Decisão de Aras não têm clareza e não são correção de rota, mas sim o desmonte do edifício que investiga a corrupção no país
Quando se divulgou a gravação na qual o então senador Romero Jucá falava em “estancar a sangria”, foi um escândalo. Mas hoje o que o procurador-geral da República faz é o que Jucá tinha em mente. De um lado, Augusto Aras realiza a sua explícita ofensiva contra Curitiba e a Lava-Jato, de outro, enfraquece a Polícia Federal. Aras estimula o temor da existência de um Estado policial montado no MP, quando o perigo real está sendo instalado no Ministério da Justiça com sua lista de monitorados.
Aras aproveita uma preocupação da sociedade brasileira de que a Lava-Jato teria ultrapassado os seus limites. É um sentimento legítimo. Na democracia não se pode admitir a quebra de regras nem para o mais justo dos propósitos. Mas essa supervisão tem que ser feita pelo sistema judiciário, sem se subverter a natureza do Ministério Público. O MP não convive com a centralização que Aras tenta impor, porque ele não é órgão da burocracia que tenha hierarquia explícita. O procurador-geral é chefe do MP, mas não pode tirar a autonomia dos procuradores. Não é o comandante de uma tropa. Mas é o que está tentando ser.

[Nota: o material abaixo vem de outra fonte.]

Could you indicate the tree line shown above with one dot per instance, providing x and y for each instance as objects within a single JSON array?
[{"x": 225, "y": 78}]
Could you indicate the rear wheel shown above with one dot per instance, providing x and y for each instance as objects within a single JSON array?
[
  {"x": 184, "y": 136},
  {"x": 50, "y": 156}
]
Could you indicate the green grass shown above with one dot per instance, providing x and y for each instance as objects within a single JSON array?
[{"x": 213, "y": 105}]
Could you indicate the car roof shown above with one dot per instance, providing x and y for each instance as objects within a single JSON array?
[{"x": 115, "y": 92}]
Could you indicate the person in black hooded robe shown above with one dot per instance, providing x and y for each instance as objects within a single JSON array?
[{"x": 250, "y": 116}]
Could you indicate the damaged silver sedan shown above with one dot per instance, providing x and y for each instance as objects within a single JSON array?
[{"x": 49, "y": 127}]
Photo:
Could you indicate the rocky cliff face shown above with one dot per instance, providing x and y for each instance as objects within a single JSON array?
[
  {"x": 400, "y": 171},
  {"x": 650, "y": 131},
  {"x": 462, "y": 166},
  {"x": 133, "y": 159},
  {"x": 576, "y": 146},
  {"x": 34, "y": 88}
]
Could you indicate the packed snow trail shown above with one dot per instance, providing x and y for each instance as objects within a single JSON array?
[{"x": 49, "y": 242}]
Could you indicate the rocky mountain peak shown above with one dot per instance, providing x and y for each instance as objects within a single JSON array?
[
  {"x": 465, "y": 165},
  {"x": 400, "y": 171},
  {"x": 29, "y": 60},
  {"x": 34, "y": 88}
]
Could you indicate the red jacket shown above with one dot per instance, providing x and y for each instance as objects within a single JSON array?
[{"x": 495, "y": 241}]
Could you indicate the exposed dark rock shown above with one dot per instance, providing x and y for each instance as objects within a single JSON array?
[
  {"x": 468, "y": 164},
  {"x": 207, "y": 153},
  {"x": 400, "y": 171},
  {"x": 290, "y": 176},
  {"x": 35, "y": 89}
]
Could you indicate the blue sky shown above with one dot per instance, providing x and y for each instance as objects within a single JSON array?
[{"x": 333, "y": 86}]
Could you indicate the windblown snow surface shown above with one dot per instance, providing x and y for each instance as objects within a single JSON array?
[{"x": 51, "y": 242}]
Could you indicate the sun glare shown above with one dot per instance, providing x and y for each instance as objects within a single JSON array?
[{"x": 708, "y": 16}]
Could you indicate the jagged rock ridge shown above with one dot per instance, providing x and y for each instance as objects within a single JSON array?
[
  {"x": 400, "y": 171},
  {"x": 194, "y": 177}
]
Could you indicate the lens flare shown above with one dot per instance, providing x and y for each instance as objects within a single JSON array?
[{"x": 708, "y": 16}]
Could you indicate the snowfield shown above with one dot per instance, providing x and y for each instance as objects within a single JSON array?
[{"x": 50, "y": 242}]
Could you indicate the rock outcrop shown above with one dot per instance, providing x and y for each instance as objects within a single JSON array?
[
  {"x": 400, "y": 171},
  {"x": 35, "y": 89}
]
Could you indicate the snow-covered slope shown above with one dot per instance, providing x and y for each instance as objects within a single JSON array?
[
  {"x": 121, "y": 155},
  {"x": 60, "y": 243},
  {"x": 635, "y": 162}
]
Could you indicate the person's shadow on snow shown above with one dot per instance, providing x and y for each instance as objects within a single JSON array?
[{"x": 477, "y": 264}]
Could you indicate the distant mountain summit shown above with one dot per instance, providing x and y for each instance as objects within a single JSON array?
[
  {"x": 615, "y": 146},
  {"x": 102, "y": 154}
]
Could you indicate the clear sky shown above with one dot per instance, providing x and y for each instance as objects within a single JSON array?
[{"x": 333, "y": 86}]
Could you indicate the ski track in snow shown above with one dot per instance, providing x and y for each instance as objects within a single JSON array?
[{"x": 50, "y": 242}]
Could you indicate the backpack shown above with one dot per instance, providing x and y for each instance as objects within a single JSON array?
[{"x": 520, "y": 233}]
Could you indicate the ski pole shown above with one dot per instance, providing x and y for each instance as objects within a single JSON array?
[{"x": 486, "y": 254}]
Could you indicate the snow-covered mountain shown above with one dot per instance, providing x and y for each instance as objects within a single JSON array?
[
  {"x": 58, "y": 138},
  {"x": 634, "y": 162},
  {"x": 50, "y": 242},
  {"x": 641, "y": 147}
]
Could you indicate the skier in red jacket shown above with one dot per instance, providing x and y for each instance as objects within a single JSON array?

A Lava-Jato ameaçou toda estrutura política, e parte importante do mundo empresarial, com as investigações que mostraram a troca de financiamentos ilegais por favores dos detentores de cargo ou de mandatos públicos. Por isso, com esse movimento ele alivia muita gente. Principalmente o presidente que o escolheu e que pode nomeá-lo ministro do Supremo. O que Aras está fazendo não é correção de rota, mas sim o desmonte do edifício que investigou a corrupção. Ele alega que está agindo em nome da transparência, quando seus atos não têm qualquer clareza.
Enquanto isso, no Ministério da Justiça, como vem revelando em seu blog no Uol o jornalista Rubens Valente, está sendo montada uma estrutura para investigar servidores públicos, policiais e intelectuais que se declaram antifascistas. A Rede pediu ao STF que impeça o governo de continuar com essa estranha investigação. O deputado Eduardo Bolsonaro reagiu postando em seu Twitter uma frase que mostra, em poucos toques, várias distorções deste governo. “Ué querem que o governo tenha em seus quadros pessoas ligadas ao movimento Antifa?” O filho do presidente acha que é errado ser contra o fascismo. O bom seria ser fascista? Está convencido de que a máquina do Estado pertence ao governo Bolsonaro. Portanto, nela não podem trabalhar os servidores que não estejam alinhados com o pensamento dos atuais governantes. De acordo com a primeira das colunas de Valente sobre o assunto, há um dossiê de 579 pessoas, com nomes, fotos e endereços feitos pela Secretaria de Operações Integradas do Ministério da Justiça. O relatório registra que há “policiais formadores de opinião que apresentam número elevado de seguidores em suas redes sociais, os quais disseminam símbolos e ideologias antifascistas”.
O Ministério da Justiça considera suspeito o fato de alguém ser antifascista. O filho do presidente acha que eles não podem estar no governo. Então esses policiais espionados devem ser demitidos por disseminarem tal ideologia? Há momentos em que o país parece ter sido tragado por uma inversão total dos valores. Na ditadura havia em todos os ministérios, órgãos, autarquias e universidades departamentos que vigiavam servidores, alunos, professores. Eram os inúmeros braços do Serviço Nacional de Informações (SNI). Esse é o perigo real.
Aras está preocupado é com a Lava-Jato. De um lado, quer enfraquecer a Polícia Federal e por isso reaviva uma velha disputa de poder que já havia sido arbitrada pelo Supremo. De outro, afirma que a Lava-Jato é uma “caixa de segredos”, que tem dados de milhares de pessoas medidos em terabytes. Conseguiu levar todas as informações para Brasília e diariamente diz algo para quebrar a confiança no trabalho dos procuradores.
O presidente Jair Bolsonaro jamais teve como bandeira a luta contra a corrupção. Usou-a para se eleger, mas sempre quis limitar as investigações, principalmente as que se aproximam de sua família. O gravador do ex-presidente da Transpetro Sérgio Machado captou uma conversa com Romero Jucá em que ele propunha um pacto para estancar a sangria desatada pela Lava-Jato. Isso é o que Aras está conseguindo.